Nachdem meine Rezension nun spoilerfrei beendet ist möchte ich noch über die Thematik in diesem Buch sprechen. Manche können es vielleicht auch erahnen, so wie ich, manche tappen im Dunkeln und wüssten gerne worum es geht und manche möchten sich vielleicht einfach überraschen lassen. Ich hatte direkt eine Vorahnung, die wahr wurde: es geht um unerfüllten Kinderwunsch. Graham und Quinn sind jung als sie heiraten und sie haben so große Pläne. Das Wichtigste für Quinn ist jedoch eine große Familie zu gründen. Sie möchte unbedingt Kinder haben und Graham hat nichts dagegen. Ungefähr ein Jahr nach der Hochzeit beginnen sie damit nicht mehr zu verhüten und damit beginnt der Albtraum, der ihr Leben ab da an bestimmen soll. Quinn wird und wird nicht schwanger. Jahr um Jahr versuchen die beiden alles, um endlich ein Kind zu bekommen. Sie lassen sich testen und erfahren, dass Quinn an Endometriose leidet.

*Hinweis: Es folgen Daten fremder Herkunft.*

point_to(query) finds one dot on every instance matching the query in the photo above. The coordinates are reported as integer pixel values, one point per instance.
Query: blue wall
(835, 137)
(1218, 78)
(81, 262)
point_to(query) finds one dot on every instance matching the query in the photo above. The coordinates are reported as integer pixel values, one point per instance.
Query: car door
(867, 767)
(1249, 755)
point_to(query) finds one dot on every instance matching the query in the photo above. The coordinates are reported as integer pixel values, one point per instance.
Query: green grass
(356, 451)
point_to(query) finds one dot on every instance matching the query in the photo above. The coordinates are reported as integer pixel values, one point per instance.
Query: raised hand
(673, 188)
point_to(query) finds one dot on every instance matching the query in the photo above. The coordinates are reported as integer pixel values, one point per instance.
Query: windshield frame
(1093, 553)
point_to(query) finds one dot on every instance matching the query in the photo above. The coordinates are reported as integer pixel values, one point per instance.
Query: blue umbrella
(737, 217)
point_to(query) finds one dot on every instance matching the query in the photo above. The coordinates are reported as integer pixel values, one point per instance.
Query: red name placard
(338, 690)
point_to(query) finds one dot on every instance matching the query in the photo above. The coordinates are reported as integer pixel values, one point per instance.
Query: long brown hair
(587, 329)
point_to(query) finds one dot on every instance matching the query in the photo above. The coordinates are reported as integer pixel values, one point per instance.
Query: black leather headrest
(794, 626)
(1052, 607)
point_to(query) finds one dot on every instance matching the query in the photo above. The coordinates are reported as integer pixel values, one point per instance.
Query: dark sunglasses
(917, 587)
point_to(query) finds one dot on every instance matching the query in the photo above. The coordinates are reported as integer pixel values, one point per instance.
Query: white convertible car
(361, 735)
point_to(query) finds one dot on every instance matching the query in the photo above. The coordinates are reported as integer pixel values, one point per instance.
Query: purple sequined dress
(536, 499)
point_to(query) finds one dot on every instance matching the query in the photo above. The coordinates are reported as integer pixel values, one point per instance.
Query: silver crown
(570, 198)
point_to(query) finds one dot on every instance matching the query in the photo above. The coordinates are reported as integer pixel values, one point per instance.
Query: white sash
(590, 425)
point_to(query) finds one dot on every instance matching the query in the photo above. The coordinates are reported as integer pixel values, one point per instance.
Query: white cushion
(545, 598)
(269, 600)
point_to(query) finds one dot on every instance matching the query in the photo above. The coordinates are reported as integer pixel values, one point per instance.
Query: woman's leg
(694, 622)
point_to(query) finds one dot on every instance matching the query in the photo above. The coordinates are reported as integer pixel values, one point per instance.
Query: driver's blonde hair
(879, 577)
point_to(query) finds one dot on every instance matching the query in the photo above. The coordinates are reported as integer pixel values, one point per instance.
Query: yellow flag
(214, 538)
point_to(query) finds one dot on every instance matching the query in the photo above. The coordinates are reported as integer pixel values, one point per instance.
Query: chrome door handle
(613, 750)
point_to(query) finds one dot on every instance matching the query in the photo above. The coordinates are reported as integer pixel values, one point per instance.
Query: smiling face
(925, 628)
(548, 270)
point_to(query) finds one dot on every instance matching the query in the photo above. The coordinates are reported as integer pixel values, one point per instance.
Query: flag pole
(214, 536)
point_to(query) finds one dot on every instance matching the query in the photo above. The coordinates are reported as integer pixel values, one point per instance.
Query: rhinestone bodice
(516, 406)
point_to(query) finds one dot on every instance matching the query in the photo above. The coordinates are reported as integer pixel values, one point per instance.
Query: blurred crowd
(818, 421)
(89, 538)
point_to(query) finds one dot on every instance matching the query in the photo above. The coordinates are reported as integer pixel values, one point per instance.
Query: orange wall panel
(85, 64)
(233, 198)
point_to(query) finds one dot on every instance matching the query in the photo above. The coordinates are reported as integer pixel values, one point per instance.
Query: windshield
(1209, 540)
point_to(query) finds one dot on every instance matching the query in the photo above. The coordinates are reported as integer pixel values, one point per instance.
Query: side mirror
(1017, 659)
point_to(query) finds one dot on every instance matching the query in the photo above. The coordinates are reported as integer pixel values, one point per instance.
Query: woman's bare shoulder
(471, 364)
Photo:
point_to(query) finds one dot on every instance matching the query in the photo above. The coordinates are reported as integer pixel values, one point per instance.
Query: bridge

Zunächst musste ich einmal googeln, was es damit auf sich hat und habe herausgefunden, dass die Endometriose meist eine gutartige aber schmerzhafte Wucherung von Gewebe der Gebärmutterschleimhaut ist, welches sich außerhalb der Gebärmutter ansiedelt. Sehr oft in den Eierstöcken oder an der Eileiter. Die Wucherungen wachsen mit dem Monatszyklus an und bluten ebenfalls, deshalb ist es teilweise sehr schwierig zu erkennen, dass eine Endometriose vorliegt. Oft vergehen über 10 Jahre, bis die Endometriose diagnostiziert wird, weil die Symptome sehr schwach oder gar nicht erst richtig erkannt werden. Sie ist die wichtigste Ursache für Unfruchtbarkeit bei Frauen.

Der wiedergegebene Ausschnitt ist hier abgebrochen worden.